With my relative lack of economic study and sophistication, I take my lessons instead from the children’s game Monopoly. As an oversimplification of the dynamics of capital formation and ownership, Monopoly even for children reaches its logical conclusion well before its actual end, where one person “wins” everything. The balancing point when the game is no longer worth playing is debatable, but some have found through experience the answer is “before it starts.” It’s just no fun destroying bankrupting other players utterly through rent seeking. The no-longer-fun point is analogous to late-stage capitalism, where the conclusion has not yet been fully reached but is nonetheless clear. The endgame is, in a word, monopoly — the significant element being “mono,” as in there can be only one winner. (Be careful what you wish for: it’s lonely and resentful at the top.) Others take a different, aspirational lesson from Monopoly, which is to figure out game dynamics, or game the game, so that the world can be taken by force. One’s growing stranglehold on others disallows fair negotiation and cooperation (social rather than capitalist values) precisely because one party holds all the advantages, leading to exploitation of the many for the benefit of a few (or one).

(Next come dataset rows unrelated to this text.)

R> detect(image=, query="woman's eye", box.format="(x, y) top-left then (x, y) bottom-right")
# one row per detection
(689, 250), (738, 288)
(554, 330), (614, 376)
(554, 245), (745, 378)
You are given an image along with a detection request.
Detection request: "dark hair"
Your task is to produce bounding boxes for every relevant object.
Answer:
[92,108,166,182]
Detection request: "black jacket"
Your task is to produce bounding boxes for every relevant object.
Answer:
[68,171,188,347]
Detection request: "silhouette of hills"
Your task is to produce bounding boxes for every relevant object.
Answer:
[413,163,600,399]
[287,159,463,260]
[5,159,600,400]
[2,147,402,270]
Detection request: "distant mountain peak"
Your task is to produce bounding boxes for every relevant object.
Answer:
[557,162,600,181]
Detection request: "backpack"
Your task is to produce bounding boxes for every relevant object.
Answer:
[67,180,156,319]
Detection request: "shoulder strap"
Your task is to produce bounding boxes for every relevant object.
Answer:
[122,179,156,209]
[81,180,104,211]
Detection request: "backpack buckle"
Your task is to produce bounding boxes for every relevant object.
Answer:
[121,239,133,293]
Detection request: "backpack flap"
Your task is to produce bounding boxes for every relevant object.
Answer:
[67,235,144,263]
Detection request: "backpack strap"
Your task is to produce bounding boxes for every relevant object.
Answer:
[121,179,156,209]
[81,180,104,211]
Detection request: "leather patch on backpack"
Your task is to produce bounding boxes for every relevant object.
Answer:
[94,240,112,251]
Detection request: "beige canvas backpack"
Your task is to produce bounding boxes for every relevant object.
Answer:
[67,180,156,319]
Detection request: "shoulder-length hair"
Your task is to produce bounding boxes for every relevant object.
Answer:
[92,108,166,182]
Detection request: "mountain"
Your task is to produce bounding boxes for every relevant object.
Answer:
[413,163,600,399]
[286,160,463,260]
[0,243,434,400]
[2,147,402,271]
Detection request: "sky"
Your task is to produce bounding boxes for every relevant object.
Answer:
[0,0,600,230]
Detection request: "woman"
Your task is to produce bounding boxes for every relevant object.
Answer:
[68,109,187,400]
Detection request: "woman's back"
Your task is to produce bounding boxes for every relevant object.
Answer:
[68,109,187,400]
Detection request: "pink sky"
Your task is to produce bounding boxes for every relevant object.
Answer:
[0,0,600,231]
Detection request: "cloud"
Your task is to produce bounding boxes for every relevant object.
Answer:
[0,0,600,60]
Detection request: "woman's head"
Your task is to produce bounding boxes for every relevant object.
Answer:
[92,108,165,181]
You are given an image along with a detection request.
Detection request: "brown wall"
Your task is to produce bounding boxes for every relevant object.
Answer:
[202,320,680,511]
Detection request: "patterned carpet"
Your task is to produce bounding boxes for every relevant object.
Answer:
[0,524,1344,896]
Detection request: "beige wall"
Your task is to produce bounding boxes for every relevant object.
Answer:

Another unlearnt ancient lesson is that nothing corrupts so easily or so much as success, power, fame, wealth. Many accept that corruption willingly; few take the lesson to heart. (Disclosure: I’ve sometimes embarked on the easy path to wealth by buying lottery tickets. Haven’t won, so I’m not corruptible yet corrupted. Another case of something for nearly nothing, or for those gambling away their rent and grocery money, nothing for something.) Considering that money makes the world go around, especially in the modern age, the dynamics of capitalism are inescapable and the internal contradictions of capitalism are well acknowledged. The ancient idea of DJ is essentially a reset button depressed before the endgame leads to rebellion and destruction of the ownership class. Franklin D. Roosevelt is credited in some accounts of history as having saved capitalism from that near endgame by transferring wealth back to the people through the New Deal and the war economy. Thus, progressives are calling for a Green New Deal, though it’s not clear they are aware that propping up capitalism only delays its eventual collapse through another couple cycles (reversals) of capital flow. Availability of cheap, plentiful energy that allowed economies (and populations) to balloon over the past two and one-half centuries cannot continue for much longer, so even if we get UBI or DJ, the endgame remains unchanged.